In an informed and almost persuasive opinion the Appellate Division of the District Court pointed out that on the effective date of the Act “there was no functioning appellate forum, other than the Appellate Division, to be vested with jurisdiction through the timely filing of a notice of appeal. On May 3, 1989, the Commonwealth Supreme Court had no justices, staff, rules, or facilities; the Court existed only on paper.” For this reason the district court thought it should continue to hear the appeals pending before it. The motives of the district court were praiseworthy. It was acting in the spirit of this court in Gioda v. Saipan Stevedoring Co., 855 F.2d 625, 630 (9th Cir.1988) where retroactive application of the law was avoided to prevent manifest injustice in a pending case. But Gioda cannot be followed here.

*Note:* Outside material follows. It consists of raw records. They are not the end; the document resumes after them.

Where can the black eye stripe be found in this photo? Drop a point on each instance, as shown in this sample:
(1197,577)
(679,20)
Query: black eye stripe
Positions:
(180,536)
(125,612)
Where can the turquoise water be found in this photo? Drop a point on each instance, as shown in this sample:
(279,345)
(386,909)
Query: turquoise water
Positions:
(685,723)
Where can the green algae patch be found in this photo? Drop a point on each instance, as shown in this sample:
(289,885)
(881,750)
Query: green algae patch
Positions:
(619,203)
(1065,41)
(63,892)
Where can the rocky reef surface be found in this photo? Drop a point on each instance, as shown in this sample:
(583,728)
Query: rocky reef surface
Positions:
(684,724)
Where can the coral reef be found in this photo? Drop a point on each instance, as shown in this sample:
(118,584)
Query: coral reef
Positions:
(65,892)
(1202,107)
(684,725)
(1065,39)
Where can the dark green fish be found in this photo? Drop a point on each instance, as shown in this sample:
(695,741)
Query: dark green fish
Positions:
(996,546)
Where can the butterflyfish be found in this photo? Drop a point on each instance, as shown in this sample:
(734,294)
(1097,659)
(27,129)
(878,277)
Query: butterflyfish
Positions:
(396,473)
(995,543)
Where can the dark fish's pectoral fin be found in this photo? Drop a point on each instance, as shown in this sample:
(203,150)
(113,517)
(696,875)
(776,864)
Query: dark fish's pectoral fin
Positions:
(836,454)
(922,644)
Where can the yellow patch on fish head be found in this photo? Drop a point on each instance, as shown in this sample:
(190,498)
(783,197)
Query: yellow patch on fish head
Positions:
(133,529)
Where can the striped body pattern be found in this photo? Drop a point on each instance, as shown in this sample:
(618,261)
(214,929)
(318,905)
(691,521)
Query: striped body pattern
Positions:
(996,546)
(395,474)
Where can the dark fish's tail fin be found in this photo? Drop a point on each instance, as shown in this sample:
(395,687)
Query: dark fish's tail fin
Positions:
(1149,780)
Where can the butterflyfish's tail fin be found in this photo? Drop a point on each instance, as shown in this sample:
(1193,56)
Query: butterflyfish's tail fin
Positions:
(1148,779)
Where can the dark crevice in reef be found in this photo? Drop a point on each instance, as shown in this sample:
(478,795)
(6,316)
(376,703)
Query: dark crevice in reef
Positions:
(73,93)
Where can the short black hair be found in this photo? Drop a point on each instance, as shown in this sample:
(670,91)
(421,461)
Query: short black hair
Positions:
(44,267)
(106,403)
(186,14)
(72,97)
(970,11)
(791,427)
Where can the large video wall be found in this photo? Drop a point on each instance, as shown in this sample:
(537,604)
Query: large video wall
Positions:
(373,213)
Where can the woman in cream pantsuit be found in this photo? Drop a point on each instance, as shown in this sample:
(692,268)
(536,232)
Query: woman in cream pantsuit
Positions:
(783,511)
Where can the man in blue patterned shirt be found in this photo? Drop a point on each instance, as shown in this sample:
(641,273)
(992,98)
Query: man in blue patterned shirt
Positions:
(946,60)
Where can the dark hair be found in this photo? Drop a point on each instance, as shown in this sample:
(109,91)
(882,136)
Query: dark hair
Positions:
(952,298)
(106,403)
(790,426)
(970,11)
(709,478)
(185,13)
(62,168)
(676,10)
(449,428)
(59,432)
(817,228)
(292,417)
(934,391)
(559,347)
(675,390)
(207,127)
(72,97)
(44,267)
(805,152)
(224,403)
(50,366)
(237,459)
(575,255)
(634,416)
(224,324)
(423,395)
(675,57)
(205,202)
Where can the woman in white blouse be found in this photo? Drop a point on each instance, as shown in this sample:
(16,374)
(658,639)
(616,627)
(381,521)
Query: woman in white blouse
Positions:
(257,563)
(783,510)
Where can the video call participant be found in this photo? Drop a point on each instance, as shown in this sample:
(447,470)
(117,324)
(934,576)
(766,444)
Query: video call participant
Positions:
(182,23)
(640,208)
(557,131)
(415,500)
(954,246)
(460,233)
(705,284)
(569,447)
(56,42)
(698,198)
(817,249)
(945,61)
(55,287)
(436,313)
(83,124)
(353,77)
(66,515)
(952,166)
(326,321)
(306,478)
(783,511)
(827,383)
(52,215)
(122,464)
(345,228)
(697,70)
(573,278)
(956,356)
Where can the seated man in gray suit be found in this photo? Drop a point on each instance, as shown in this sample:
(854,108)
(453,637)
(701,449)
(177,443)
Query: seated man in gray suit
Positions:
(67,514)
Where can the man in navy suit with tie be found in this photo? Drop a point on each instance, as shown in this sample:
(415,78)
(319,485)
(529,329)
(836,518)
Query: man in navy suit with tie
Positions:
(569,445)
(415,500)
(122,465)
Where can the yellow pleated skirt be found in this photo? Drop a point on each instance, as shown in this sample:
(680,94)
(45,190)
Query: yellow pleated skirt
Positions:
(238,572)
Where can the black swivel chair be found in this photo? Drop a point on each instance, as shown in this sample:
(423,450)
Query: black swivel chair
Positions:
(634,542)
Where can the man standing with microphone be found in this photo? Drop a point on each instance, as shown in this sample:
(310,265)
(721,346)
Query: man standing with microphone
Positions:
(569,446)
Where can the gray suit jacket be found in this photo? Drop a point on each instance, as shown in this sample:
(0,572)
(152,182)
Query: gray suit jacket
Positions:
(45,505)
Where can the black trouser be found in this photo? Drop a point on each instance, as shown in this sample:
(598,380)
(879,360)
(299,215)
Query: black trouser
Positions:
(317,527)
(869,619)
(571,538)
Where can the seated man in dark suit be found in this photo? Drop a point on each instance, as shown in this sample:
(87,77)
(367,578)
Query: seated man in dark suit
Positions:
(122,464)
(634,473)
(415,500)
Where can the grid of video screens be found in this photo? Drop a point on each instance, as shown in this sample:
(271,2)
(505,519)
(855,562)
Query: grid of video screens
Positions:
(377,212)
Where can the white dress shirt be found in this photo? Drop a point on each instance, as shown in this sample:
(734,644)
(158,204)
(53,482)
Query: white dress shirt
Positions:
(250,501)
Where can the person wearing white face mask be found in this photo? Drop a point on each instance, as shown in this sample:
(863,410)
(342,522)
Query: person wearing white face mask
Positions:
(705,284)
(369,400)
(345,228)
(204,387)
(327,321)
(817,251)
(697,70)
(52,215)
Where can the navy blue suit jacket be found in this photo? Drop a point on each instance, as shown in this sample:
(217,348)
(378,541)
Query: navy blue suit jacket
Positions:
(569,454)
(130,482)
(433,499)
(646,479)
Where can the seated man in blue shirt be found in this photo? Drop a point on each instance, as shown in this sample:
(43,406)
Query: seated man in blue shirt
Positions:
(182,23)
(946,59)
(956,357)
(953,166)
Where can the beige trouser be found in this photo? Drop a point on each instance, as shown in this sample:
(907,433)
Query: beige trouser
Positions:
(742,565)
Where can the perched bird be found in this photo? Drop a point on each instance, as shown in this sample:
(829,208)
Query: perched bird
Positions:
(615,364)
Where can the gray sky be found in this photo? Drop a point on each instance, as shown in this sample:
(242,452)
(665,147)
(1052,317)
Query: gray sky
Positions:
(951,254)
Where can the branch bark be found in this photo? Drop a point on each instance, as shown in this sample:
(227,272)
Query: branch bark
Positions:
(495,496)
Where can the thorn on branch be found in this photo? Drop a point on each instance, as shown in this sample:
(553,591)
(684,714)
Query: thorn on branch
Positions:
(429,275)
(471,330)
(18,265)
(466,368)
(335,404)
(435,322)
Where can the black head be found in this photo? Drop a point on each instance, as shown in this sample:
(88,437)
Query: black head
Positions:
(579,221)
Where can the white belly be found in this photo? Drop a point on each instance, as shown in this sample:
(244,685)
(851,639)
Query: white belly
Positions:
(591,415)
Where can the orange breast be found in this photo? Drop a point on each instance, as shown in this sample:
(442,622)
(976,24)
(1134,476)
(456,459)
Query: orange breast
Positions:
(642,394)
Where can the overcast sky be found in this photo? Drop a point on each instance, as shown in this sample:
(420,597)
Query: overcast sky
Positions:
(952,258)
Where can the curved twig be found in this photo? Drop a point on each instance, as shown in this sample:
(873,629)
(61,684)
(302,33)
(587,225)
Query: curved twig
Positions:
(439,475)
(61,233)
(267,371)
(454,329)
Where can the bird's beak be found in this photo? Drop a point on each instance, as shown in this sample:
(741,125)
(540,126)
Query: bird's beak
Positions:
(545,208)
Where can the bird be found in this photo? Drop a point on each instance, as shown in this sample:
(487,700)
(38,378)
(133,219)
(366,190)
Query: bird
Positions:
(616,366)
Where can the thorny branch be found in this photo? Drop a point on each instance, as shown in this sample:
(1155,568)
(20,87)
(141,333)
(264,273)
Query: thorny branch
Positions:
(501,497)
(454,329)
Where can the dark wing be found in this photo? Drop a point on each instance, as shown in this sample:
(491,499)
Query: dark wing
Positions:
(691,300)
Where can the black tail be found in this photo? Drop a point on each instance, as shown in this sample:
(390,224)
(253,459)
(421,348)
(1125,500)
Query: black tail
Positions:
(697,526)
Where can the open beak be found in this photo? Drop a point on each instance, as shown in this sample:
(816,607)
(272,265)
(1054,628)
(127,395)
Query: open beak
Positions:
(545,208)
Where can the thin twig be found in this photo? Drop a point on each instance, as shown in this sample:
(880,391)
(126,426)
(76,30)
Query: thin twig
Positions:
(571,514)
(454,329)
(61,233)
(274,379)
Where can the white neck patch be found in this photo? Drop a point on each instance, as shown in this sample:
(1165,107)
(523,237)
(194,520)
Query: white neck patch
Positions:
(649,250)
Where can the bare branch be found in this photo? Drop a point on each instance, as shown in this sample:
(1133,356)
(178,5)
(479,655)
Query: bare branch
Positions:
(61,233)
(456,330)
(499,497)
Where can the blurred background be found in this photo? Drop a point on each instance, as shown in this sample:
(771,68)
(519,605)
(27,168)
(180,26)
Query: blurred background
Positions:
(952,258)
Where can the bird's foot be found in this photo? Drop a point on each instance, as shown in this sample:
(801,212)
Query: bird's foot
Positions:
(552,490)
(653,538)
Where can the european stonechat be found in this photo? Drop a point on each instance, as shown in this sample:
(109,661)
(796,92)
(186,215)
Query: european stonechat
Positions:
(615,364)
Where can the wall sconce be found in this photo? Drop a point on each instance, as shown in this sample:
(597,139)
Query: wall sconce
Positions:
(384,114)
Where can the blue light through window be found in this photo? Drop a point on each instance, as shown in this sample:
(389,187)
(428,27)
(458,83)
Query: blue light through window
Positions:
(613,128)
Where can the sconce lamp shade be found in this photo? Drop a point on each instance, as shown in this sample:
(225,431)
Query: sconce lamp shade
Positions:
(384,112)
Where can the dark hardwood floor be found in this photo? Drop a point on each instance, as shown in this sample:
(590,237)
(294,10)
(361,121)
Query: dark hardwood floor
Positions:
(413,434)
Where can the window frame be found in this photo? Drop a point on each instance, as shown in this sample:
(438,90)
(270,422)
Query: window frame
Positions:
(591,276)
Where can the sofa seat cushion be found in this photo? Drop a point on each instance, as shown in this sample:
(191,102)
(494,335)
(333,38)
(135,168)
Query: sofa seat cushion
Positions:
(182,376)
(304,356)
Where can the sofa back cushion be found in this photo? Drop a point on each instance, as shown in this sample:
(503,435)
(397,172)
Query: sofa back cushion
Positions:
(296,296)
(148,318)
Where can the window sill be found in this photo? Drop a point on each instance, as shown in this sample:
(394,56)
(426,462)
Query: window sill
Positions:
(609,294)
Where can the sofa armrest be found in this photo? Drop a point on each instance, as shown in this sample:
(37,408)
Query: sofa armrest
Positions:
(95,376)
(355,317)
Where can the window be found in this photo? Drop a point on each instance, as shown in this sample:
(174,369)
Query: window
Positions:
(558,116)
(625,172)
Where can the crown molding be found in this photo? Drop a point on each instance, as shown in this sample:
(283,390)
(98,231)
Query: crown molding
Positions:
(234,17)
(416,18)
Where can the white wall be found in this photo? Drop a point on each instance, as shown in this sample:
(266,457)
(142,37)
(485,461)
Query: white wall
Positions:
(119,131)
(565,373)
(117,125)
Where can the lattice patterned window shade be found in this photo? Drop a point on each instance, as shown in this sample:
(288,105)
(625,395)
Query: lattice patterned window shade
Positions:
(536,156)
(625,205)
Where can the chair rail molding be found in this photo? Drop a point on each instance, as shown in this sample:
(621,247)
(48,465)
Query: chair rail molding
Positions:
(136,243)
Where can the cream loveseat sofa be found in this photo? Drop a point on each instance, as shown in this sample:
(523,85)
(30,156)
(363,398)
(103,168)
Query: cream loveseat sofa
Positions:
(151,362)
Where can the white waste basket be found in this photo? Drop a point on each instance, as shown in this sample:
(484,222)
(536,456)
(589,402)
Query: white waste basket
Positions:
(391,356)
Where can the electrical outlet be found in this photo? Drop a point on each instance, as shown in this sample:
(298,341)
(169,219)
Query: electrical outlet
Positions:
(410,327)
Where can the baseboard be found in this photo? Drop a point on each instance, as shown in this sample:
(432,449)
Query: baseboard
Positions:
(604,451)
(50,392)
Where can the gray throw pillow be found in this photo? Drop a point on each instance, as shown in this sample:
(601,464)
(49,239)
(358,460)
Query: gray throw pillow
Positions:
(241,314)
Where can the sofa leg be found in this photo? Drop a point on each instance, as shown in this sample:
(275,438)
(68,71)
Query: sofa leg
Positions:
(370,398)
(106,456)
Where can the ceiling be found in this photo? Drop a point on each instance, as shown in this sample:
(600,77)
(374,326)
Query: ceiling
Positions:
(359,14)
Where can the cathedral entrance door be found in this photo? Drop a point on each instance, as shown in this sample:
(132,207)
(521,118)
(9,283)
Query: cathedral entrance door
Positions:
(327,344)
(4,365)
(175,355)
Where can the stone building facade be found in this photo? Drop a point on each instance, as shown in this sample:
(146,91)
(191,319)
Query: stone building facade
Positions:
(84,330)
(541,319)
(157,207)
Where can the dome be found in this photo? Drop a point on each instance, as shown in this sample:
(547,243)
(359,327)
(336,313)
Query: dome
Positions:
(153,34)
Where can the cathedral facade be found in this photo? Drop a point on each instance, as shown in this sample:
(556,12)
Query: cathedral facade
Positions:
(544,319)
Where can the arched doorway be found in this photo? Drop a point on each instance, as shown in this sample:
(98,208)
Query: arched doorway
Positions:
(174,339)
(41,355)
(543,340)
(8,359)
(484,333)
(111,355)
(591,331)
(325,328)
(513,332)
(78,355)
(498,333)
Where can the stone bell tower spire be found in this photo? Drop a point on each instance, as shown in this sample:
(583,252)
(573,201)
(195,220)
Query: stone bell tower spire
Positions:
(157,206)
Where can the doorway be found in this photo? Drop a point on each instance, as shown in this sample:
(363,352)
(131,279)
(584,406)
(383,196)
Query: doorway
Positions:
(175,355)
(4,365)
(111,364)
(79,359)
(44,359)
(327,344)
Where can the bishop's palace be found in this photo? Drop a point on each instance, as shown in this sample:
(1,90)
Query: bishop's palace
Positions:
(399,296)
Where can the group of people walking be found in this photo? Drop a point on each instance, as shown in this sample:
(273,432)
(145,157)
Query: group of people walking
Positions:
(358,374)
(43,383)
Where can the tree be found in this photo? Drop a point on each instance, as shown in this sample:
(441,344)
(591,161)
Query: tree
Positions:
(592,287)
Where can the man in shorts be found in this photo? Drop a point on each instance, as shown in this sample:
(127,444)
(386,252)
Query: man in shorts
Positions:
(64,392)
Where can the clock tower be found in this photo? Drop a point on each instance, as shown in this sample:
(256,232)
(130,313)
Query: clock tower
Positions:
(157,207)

Here the general rule prevails that the appellate court must apply the law in force at the time it decides the case. United States v. The Schooner Peggy, 5 U.S. (1 Cranch) 103, 110, 2 L.Ed. 49 (1801). There is no manifest injustice to the parties in so doing: the case is criminal with one litigant being the government; there is no one with vested rights; there are no new duties imposed. See Bradley v. School Bd., 416 U.S. 696, 717, 94 S.Ct. 2006, 2019, 40 L.Ed.2d 476 (1974). The district court did emphasize the sense of futility appellants before it might have in having prepared their appeals and then being sidetracked to a different court. This factor alone is insufficient to invoke the exception to Schooner Peggy. There is no danger that the appeal will be indefinitely delayed. The Commonwealth Supreme Court issued its first opinion some five months before the appellate division of the district court issued its opinion in this case, so it is clear that the ease was transferred to a functioning court and defendants’ appeal will be heard.
The Commonwealth had withdrawn appellate jurisdiction over its trial court from the district court. The district court had no jurisdiction and we have none.
VACATED and DISMISSED for want of federal jurisdiction.

Question: What is the total number of appellants in the case that fall into the category "the federal government, its agencies, and officialss"? Answer with a number.